Considerable investment has gone into the design and testing of the cross-asset clamps. Deploying Finite Element Analysis (FEA) and using cast steel bodies Furmanite has optimised the use of materials and minimised overall weight, while retaining the shell thickness and bolting requirements necessary to accommodate high pressures. The seal arrangement employs an innovative design to reduce cost and material requirements in the face of subsea conditions and deep sea environment.
Additionally, FEA software was used to validate the design in strict accordance with API 6H specifications, and the validation has also been subject to independent third party verification.
The first of these cross-asset clamps were designed and built for BP, for use in the North Sea, and clamps in 8, 14, 16 and 24 inch sizes have now been provided for high pressure deployment. The 24 inch clamp, for example, covers more than twelve pipelines with different tolerances and diameter ranges carrying gas, gas condensate, crude and sweet oil.
Challenging demands on the structural performance of the clamps by the high design and test pressure performance requirements were successfully met. Tested to 1.5 times the design pressure, test pressures of up to 408 bar have been achieved.
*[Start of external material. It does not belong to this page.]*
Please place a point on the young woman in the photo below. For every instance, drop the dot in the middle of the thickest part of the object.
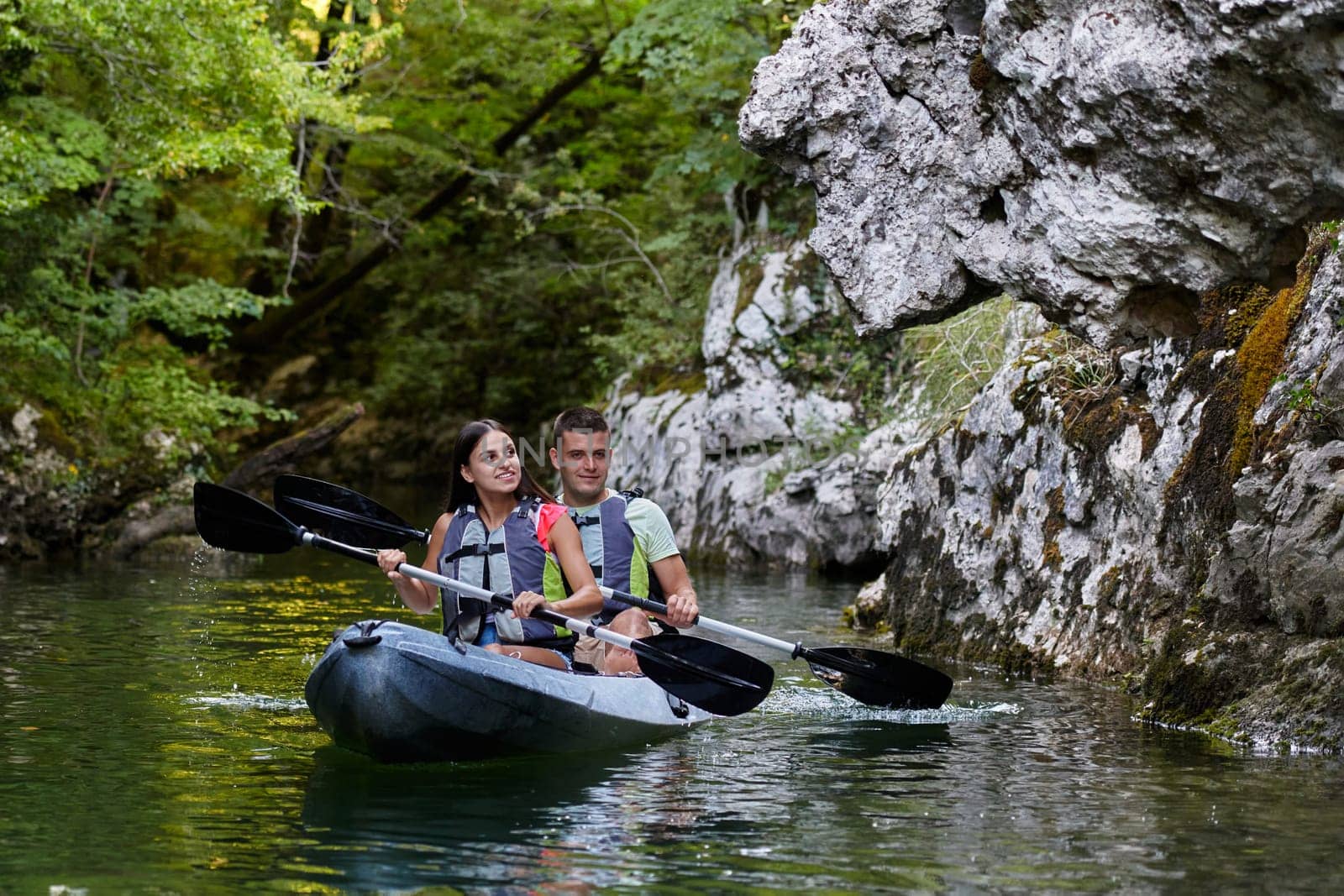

To date cross-asset clamps have been designed in sizes from eight to 36 inches, to test pressures from over 400bar to 180 bar, though clearly both larger and smaller sizes can be provided to meet requirements.
Holding contingency self-sealing repair clamps on standby for an operator’s various assets would previously have been impractical, but the cross-asset clamps now make it viable. Furmanite points out that having that contingency available for immediate deployment to avoid shutdown should the need arise could mean massive savings – particularly on critical lines – making these clamps invaluable in the battle to achieve maximum asset uptime.